White Britons dying at higher rate than ethnic minorities

Drinking Smoking
Drinking Smoking

White people in Britain are dying at higher rates than ethnic minorities because of their drinking and smoking habits.

Analysis from the Office for National Statistics (ONS) of mortality rates by ethnicity across towns, cities and villages found that in almost all cases white Britons were dying in higher numbers, despite on average being more affluent.

The only exception can be found among people from Bangladeshi backgrounds in smaller towns and cities who die at slightly higher rates than white Britons.

In London, for example, the ONS’s analysis suggested that 963 white Britons out of a group of 100,000 would die in a year.

In a group of 100,000 people of Pakistani heritage, who had the secondest highest mortality rate, 834 would die.

For those of Chinese ethnicity, 612 out of 100,000 on average die in a year – more than a third fewer than white Britons.

The data, which covers the period March 2021 to May 2023, controls for differences in age and the absolute number of people in each ethnic group, meaning mortality was not higher simply because there are more white Britons in the UK.

Experts said the disparity can at least in part be blamed on white Britons’ lifestyles, with smoking and drinking far more common among this group than among people from ethnic minority backgrounds.

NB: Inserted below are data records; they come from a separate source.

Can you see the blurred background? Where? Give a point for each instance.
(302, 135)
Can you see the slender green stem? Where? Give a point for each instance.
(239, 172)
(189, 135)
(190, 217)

Veena Raleigh, an epidemiologist and senior fellow at the King’s Fund, told The Telegraph: “Broadly speaking we find that ethnic minority groups in the UK have lower mortality and therefore higher life expectancy than than the white British population.

“They have lower rates of smoking and alcohol consumption, so they have slightly better lifestyles.”

Ms Raleigh said this was likely the result of a “mixture of cultural and religious influences”.

She said: “For smoking, the rates are much lower in ethnic minority women, and in particular South Asian groups. So there is definitely a strong cultural factor there and also [in relation to] alcohol consumption.”

Ms Raleigh noted that ethnic minorities typically also lived longer in other countries. One is what is known as the “healthy migrant effect”.

She said: “People who migrate, and very often they’re migrating for economic reasons, they tend to be more healthy and fit.”

Over time these differences fade, however. Immigrants and descendants of immigrants eventually adopt lifestyles similar to white Britons.

Ms Raleigh said: “This is apparent in second generation, UK-born ethnic minority groups. People change their lifestyles over time. They may take up more smoking and so on.”

The ONS analysis confirms the resumption of a pattern going back many years that was disrupted during Covid when ethnic minorities died at a greater rate than white Britons.

Ms Raleigh said: “The way you can unpick the mortality data is the white British tend to have higher mortality from several leading causes of death like cancer and dementia whereas ethnic minorities have much lower rates of death or cancer and dementia.”

Separate research has also found that people from Bangladeshi and Pakistani backgrounds die at higher rates from many individual conditions like diabetes, strokes and chronic kidney disease.